BD CONVENTIONAL NEEDLES
Report
- Report Number
- 3002682307-2024-00261
- Event Type
- Malfunction
- Date Received
- January 2, 2025
- Date of Event
- December 13, 2024
- Report Date
- April 1, 2025
- Manufacturer
- BECTON DICKINSON, S.A.
- Product Code
- FMI
- UDI-DI
- 00382903031290
- PMA / PMN Number
- UNK
- Product Problem
- Yes
- Report Source
- Manufacturer report
- Reporter Location
- SZ
- Reporter Occupation
- OTHER HEALTH CARE PROFESSIONAL
- Health Professional
- Yes
Narratives
A FOLLOW UP MDR WILL BE SUBMITTED IF ADDITIONAL INFORMATION, A DEVICE EVALUATION, OR A DEVICE HISTORY REVIEW IS COMPLETED.

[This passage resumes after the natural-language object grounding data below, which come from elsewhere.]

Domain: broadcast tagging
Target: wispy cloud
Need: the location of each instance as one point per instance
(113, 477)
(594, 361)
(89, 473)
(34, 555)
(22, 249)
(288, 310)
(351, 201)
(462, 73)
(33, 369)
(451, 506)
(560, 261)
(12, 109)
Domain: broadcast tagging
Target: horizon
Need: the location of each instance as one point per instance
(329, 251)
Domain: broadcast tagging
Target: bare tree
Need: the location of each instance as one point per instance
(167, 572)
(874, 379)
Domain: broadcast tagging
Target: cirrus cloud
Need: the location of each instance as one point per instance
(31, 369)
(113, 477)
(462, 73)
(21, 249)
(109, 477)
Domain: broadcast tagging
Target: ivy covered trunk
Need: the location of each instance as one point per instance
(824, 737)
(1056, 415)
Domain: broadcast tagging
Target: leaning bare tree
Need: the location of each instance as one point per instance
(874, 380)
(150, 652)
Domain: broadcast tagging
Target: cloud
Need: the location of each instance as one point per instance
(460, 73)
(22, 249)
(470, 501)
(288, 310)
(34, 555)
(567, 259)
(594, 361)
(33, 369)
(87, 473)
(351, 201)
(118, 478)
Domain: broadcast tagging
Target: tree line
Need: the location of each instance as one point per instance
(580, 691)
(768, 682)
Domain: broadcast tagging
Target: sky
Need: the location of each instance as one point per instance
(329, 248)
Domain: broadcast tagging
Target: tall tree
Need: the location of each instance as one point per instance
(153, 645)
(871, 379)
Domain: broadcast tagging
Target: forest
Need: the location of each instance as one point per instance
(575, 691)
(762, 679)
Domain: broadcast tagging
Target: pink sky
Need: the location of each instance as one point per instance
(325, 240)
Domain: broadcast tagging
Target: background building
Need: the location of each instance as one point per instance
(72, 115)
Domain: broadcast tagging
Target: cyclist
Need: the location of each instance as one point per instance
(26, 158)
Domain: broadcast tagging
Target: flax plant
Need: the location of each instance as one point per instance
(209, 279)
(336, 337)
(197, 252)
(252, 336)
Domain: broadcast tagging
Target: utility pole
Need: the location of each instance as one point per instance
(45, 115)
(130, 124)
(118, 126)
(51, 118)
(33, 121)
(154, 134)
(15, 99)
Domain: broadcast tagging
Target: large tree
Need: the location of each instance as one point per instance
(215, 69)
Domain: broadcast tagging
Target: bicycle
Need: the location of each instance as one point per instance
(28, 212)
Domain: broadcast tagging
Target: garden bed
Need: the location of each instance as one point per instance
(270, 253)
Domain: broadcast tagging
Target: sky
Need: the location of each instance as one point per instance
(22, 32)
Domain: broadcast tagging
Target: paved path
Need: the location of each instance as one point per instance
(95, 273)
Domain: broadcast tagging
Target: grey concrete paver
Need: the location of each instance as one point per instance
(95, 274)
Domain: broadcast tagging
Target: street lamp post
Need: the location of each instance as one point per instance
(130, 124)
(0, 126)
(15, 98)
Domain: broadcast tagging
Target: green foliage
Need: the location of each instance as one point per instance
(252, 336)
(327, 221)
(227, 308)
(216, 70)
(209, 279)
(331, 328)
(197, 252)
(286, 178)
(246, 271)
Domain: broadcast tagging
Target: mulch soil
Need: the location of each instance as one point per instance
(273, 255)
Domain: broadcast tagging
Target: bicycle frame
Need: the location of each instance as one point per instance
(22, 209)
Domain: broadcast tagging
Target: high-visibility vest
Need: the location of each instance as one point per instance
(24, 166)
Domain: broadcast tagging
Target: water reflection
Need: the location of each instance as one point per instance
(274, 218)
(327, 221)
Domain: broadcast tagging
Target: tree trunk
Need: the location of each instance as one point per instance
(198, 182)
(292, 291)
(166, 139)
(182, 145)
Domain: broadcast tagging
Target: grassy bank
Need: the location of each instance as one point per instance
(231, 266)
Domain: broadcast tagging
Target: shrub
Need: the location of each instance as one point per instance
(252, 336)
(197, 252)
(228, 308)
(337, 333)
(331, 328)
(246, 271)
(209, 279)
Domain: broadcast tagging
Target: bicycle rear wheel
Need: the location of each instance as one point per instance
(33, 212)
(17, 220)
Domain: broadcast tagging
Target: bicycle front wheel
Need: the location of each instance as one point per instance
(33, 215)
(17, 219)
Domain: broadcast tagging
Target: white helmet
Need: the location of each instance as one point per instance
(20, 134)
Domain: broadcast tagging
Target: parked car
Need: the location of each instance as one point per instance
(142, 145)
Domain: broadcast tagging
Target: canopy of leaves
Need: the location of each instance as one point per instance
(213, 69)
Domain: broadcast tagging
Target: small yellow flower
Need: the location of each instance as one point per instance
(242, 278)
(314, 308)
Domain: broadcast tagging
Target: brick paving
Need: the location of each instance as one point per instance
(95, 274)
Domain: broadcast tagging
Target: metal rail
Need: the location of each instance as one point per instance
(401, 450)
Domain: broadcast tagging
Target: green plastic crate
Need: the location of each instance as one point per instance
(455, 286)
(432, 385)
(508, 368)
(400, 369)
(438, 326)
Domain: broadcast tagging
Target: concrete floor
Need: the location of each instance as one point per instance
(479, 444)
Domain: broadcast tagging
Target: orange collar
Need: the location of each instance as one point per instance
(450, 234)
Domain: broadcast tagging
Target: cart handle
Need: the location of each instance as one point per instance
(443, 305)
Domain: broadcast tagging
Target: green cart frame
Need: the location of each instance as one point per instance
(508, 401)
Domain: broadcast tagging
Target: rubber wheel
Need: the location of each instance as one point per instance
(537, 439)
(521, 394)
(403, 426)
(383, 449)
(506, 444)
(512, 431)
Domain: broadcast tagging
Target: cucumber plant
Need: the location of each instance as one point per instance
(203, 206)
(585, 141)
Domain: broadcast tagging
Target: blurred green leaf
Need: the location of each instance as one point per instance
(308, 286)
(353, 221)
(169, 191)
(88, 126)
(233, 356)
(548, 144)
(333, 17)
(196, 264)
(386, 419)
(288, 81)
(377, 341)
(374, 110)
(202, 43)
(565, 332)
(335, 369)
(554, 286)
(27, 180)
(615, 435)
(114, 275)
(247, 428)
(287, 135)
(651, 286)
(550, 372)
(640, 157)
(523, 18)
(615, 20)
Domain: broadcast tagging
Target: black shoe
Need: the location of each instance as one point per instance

BECTON DICKINSON AND COMPANY'S (BD) MEDICATION DELIVERY SOLUTIONS (MDS) BUSINESS UNIT WILL DISCONTINUE MALFUNCTION MDR REPORTING FOR CERTAIN DEVICE FAILURES THAT HAVE NOT CAUSED OR CONTRIBUTED TO DEATHS OR SERIOUS INJURIES IN THE PAST TWO YEARS, AND WHERE THE LIKELIHOOD OF A DEATH OR SERIOUS INJURY AS A RESULT OF THESE MALFUNCTIONS IS REMOTE. THIS DECISION FOLLOWS FDA GUIDELINES (MEDICAL DEVICE REPORTING FOR MANUFACTURERS GUIDANCE FOR INDUSTRY AND FOOD AND DRUG ADMINISTRATION STAFF ISSUED NOV 8, 2016, REFERENCE SECTION 2.15). BD NOTIFIED FDA OF THIS DECISION ON MAR 3, 2025. FDA HAS REVIEWED AND RESPONDED TO BD¿S NOTIFICATION (REFERENCE FDA DOCUMENT # (B)(4)) ON MARCH 7, 2025. THIS DOCUMENTATION IS AVAILABLE IN BD DOCUMENT MANAGEMENT SYSTEM (SAP) AS (B)(4). THIS SUPPLEMENTAL MDR IS BEING FILED TO DOCUMENT THAT THE BELOW DEVICE FAILURE WILL NO LONGER BE CONSIDERED A REPORTABLE MALFUNCTION MDR FOR THE PRODUCT FAMILY BELOW: PRODUCT FAMILY: CONVENTIONAL NEEDLES. DEVICE FAILURE: PACKAGE DIFFICULT TO OPEN.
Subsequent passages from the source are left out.